Cheng’s repertoire is highly influenced by the masters of the Classical and Romantic eras and while she enjoys playing and teaching Bach, she seldom performs the Baroque master’s works in public. Cheng explained that he left so little direction in tempi and articulation, for instance, and thus differences in interpretation are much wider than in a Mozart piano concerto, for example. She also has performed music by contemporary composers including Joan Tower, John Corigliano and Alexina Louie.

For her Bachauer program, she has selected piano sonatas from the later periods of Haydn and Beethoven, and has arranged her offerings to highlight the tonal connections between the works.   The opener is Haydn’s Sonata in C Major, Hob. XVI/50, which was the first of the final three piano sonatas the composer wrote, when he was in his mid-sixties. “I fell in love with this work many years ago, especially because of its incredibly gorgeous slow movement, along with his famous sense of humor and emotional expression. It really makes for a nice opener,” Cheng explained. 

Composed in 1822, Beethoven’s Sonata No. 31 in A-flat Major, op. 110, was the next to last of the 32 sonatas he wrote for the keyboard. The work’s epic sense of narrative is evident, given that the composer also was in the midst of composing his Ninth Symphony and the Missa Solemnis

In these last piano sonatas, Beethoven experimented with structure, shifting the greatest displays of climax sensations to the final movements of these pieces. For example, the last movement of the sonata Cheng will perform includes an arioso dolente and a formidable fugue. Works like Opus 110 took a full century before audiences accepted them with the same enthusiasm and appreciation they had done with Beethoven’s other famous works.

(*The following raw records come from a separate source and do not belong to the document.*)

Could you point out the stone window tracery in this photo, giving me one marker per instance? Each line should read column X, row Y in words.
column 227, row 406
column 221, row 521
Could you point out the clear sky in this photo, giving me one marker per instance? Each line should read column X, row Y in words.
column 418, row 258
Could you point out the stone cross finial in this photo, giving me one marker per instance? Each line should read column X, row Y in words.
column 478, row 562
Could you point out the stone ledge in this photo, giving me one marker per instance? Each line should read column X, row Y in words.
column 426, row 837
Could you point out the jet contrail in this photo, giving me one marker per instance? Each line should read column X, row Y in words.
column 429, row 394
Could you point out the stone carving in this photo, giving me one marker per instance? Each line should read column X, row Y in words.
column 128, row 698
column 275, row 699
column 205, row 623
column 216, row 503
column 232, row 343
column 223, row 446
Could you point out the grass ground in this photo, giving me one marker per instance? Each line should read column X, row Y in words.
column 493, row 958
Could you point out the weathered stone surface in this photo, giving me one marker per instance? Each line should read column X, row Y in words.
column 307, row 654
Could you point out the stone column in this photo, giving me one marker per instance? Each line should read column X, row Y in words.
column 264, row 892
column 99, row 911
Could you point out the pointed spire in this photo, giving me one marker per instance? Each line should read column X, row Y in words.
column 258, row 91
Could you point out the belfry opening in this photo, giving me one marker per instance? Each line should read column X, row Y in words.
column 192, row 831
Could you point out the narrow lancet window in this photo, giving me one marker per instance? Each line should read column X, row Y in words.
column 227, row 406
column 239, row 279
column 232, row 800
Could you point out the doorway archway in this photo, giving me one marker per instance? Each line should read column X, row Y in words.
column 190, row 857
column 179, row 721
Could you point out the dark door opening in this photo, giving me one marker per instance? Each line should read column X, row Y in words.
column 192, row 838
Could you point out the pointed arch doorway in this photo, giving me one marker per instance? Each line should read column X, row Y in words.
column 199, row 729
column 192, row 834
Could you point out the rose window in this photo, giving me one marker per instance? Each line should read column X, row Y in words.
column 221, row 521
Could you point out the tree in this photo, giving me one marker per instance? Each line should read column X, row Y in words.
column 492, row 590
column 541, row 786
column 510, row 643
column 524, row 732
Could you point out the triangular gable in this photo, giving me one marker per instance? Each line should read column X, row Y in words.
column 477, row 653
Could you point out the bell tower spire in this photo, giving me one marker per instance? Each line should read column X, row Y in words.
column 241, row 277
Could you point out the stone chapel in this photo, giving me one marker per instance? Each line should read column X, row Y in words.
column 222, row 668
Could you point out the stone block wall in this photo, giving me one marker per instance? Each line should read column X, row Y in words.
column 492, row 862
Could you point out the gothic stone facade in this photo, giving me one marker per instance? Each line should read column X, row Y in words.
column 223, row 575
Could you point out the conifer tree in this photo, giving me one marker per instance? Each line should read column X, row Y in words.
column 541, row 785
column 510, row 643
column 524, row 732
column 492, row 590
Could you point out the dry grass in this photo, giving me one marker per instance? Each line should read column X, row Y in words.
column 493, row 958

Cheng speaks eloquently about the place this sonata holds in her heart: “At this point, he was completely deaf and one could have understood if he would have been deeply bitter because being a musician or composer and not be able to hear must have been despairing and frustrating. But, then there is this first movement with its moving and uplifting ending that warms my heart that someone experiencing such difficulties could be so positive.” Likewise, she sees the final movement in a similar context, where while there are expressions that might reflect deep suffering and complete exhaustion, Beethoven nevertheless resolves to break through the wall to be in touch with the joy and beauty that performers and listeners experience when listening to this sonata. 

Cheng’s second half is devoted to three of Chopin’s most beloved gems:Nocturne in D-flat Major, op. 27, no. 2; Polonaise-Fantasie in A-flat Major, op. 61 and Ballade No. 1 in G Minor, op. 23. The outer works of this trio were composed when Chopin was in his mid-twenties, while the Polonaise-Fantasie was published when he was 37, just two years before he died.